3. Depression Management
Meditation can also help reduce the symptoms of depression through mindfulness and emotional regulation. One study observing individuals on a three-month-long yoga and meditation retreat found that participants showed significant improvements in depression after the retreat, as well as enhanced stress resilience and wellbeing.
4. Lowers Blood Pressure
Hypertension—also known as high blood pressure—is estimated to affect one billion people worldwide and about half the people in the U.S. Meditation has been noted to provide promising results in decreasing high blood pressure, especially when paired with healthy lifestyle habits like a balanced diet and exercise.
5. Strengthens Immune System Health
Meditation has also been found to be an effective behavioral treatment for various conditions associated with a weakened immune system.

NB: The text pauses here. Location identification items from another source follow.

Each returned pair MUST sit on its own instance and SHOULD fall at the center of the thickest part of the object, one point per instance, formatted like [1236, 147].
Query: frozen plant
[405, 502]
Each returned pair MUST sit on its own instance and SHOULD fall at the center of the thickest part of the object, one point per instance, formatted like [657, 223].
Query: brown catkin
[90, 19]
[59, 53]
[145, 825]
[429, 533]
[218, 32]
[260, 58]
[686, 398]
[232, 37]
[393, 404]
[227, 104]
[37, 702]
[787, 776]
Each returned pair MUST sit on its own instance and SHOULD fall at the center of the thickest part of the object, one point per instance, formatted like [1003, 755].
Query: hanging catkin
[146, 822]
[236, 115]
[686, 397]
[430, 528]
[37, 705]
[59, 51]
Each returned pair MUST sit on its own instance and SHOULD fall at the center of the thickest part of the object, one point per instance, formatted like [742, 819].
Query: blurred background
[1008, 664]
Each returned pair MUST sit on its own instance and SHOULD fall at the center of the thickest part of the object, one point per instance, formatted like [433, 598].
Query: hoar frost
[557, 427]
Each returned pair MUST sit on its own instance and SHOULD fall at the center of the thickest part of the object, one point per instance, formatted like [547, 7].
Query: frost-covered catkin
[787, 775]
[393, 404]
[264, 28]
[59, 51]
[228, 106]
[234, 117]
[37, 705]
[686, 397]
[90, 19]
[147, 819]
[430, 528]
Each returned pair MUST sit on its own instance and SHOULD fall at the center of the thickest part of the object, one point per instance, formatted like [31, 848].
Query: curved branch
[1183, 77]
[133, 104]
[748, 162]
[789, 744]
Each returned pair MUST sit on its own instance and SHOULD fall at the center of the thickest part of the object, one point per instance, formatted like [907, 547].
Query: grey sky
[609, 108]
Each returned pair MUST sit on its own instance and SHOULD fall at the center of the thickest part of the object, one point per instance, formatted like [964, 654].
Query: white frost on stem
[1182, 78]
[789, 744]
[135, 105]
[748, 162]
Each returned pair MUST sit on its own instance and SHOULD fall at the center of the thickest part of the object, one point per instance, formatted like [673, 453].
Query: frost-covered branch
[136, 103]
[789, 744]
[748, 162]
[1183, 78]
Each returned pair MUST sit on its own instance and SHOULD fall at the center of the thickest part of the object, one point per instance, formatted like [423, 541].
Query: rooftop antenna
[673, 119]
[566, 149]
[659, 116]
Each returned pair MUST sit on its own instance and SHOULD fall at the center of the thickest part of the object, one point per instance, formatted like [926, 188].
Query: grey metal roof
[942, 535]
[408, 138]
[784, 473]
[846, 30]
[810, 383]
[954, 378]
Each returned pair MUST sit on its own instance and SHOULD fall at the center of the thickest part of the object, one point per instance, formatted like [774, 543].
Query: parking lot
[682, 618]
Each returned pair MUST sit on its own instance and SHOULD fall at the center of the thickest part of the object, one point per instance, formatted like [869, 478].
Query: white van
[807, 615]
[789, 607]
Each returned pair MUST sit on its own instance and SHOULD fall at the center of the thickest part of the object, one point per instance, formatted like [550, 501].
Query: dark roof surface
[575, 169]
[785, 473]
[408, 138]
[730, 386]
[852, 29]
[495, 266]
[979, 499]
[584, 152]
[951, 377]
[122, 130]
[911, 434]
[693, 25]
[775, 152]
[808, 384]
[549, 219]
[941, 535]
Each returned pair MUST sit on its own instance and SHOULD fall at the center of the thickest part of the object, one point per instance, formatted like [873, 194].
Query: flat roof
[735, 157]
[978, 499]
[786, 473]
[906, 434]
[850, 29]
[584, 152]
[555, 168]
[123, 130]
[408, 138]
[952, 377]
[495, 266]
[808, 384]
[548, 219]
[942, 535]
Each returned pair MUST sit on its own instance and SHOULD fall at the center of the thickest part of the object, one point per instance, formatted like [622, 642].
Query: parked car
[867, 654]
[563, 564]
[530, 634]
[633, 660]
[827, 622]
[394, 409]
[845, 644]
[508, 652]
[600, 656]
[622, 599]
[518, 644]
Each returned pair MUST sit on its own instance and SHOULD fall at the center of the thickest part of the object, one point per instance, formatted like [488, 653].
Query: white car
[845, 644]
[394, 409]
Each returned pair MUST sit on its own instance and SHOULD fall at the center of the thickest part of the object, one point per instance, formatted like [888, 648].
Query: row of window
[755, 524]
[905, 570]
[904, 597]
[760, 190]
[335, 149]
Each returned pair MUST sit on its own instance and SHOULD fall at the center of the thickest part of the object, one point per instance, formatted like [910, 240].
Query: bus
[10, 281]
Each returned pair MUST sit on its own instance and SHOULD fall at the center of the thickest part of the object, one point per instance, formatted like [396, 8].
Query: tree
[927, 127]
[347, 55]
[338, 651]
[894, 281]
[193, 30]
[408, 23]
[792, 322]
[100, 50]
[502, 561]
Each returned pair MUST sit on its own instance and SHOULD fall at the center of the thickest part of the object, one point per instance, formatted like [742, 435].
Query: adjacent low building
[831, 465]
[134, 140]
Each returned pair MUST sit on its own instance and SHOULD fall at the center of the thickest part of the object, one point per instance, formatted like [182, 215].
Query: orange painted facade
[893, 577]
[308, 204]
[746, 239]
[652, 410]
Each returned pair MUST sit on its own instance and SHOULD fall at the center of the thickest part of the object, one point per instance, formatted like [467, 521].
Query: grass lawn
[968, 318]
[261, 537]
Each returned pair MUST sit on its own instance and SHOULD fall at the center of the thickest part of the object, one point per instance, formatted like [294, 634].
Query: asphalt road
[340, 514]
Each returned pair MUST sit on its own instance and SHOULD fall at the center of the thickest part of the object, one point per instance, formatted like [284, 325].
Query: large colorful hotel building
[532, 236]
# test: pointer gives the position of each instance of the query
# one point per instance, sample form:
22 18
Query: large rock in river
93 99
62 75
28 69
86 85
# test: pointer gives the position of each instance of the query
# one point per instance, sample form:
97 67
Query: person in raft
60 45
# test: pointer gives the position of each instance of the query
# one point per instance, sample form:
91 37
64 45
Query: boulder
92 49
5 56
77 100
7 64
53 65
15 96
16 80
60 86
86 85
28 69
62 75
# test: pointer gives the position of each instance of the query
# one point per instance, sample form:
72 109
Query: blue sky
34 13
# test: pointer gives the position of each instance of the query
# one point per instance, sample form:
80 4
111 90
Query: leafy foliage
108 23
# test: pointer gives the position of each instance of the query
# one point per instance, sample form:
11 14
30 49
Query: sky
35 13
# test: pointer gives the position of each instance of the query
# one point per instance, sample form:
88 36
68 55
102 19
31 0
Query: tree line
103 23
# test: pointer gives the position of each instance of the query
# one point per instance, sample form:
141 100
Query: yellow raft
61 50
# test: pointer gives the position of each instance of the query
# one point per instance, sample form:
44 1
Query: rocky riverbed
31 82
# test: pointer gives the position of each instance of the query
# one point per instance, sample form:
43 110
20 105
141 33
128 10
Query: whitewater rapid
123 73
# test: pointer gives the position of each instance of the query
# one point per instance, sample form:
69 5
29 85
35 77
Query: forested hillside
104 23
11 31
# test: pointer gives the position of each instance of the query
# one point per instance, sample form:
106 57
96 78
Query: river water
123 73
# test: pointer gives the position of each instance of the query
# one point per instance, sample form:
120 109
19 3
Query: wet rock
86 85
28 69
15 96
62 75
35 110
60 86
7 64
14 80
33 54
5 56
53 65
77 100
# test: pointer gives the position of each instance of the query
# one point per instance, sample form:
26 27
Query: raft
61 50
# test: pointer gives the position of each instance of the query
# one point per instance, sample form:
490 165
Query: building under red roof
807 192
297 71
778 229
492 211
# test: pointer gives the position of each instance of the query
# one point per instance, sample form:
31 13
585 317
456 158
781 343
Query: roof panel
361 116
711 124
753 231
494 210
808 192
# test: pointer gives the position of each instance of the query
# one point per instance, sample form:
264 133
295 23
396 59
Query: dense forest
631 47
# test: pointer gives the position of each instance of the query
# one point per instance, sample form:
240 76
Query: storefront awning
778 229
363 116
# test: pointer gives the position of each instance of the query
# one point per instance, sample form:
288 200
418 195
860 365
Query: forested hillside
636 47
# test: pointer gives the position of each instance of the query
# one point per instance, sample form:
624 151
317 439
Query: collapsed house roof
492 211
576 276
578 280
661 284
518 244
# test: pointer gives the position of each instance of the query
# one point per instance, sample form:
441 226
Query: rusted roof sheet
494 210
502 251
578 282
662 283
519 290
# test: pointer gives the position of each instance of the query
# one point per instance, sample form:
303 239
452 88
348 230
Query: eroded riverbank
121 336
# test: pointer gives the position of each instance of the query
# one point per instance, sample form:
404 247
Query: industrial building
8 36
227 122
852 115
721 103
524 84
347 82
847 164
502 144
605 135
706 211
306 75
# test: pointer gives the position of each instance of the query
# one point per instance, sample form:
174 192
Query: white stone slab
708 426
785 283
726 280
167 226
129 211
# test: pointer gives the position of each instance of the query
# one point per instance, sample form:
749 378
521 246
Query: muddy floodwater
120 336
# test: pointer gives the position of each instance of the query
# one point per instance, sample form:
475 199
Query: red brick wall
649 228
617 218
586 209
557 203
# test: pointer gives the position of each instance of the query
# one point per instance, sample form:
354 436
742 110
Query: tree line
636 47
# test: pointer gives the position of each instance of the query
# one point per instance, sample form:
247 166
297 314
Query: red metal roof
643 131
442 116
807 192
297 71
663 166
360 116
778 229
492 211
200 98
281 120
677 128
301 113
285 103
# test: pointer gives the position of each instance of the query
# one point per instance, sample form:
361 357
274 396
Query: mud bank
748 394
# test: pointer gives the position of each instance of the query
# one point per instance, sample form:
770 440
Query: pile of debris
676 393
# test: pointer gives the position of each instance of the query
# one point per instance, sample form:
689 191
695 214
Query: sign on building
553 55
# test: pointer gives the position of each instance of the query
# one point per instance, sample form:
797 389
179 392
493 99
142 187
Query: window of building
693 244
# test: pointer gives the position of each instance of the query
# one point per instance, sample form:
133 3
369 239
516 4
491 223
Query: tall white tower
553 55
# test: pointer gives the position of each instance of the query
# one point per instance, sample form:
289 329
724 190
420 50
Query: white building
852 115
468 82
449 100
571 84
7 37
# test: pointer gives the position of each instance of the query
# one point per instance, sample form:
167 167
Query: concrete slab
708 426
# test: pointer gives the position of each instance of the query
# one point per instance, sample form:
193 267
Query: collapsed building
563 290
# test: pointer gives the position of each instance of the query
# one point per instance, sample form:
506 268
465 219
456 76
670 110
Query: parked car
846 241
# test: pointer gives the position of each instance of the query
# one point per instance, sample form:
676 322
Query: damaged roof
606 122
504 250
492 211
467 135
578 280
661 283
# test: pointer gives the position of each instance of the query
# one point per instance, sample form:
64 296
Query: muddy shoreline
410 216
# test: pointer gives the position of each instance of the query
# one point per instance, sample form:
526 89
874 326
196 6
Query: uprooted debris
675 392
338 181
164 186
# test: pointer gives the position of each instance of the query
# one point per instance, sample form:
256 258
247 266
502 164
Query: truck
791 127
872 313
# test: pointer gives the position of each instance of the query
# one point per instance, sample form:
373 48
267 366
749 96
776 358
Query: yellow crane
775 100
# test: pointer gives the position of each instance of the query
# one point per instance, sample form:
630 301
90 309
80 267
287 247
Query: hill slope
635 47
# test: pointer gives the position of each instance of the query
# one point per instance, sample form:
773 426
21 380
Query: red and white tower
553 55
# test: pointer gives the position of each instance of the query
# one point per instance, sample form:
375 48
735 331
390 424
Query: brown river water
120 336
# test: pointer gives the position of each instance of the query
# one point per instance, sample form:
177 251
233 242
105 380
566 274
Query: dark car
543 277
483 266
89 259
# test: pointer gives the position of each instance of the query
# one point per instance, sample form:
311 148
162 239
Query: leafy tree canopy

Consistent meditation has been shown to reduce the body’s stress response, resulting in less inflammation and decreased risk of conditions such as chronic pain, fatigue and heart disease.
6. Improves Memory
While meditation is best known to help ease stress and anxiety, it can also improve your brain structure. When you practice meditation, your brain is able to produce more gray matter, researchers found. Gray matter is crucial for healthy brain cognition, as it protects the hippocampus, the part of our brain connected to memory. It’s also crucial for basic human functions, including our ability to control movement and emotions. The same study found that meditating for 30 minutes a day for eight weeks can increase how much gray matter your body produces.
7. Regulates Mood
When practiced over time, meditation has the ability to change how you emotionally react to situations. Elements of meditation, which generally include mindfulness and controlled breathing, can lead to less impulsive reactions. This means instead of reacting from a heightened emotional state such as anger or panic, people who practice regular meditation may gain the ability to more successfully regulate their mood.
8. Increases Self-Awareness
Meditation increases self-awareness by creating a habit of focusing on the present, allowing you to notice your thoughts as they come up. Research shows that practicing meditation can help develop self-awareness, as well as improve impulse control and a person’s relationship with themselves and others.
9. Improves Sleep
Meditation can improve a person’s ability to sleep and quality of sleep. When most of us are struggling to sleep, it’s because our minds are ruminating over the day, or worrying about tomorrow. Meditation effects have been shown to help with insomnia, as well as day-time sleep related issues, such as fatigue.
10. Pain Control
Meditation can diminish the perception of pain in the brain. Meditation can help treat chronic pain when used in conjunction with medical care or physical therapy.
Meditation is something everyone and any age can do to improve their mental and emotional health. You can do it anywhere, without special equipment or memberships.
Alternatively, meditation courses and support groups are widely available.
There’s a great variety of styles too, each with different strengths and benefits.
Trying out a style of meditation suited to your goals is a great way to improve your quality of life, even if you only have a few minutes to do it each day, and It's Free!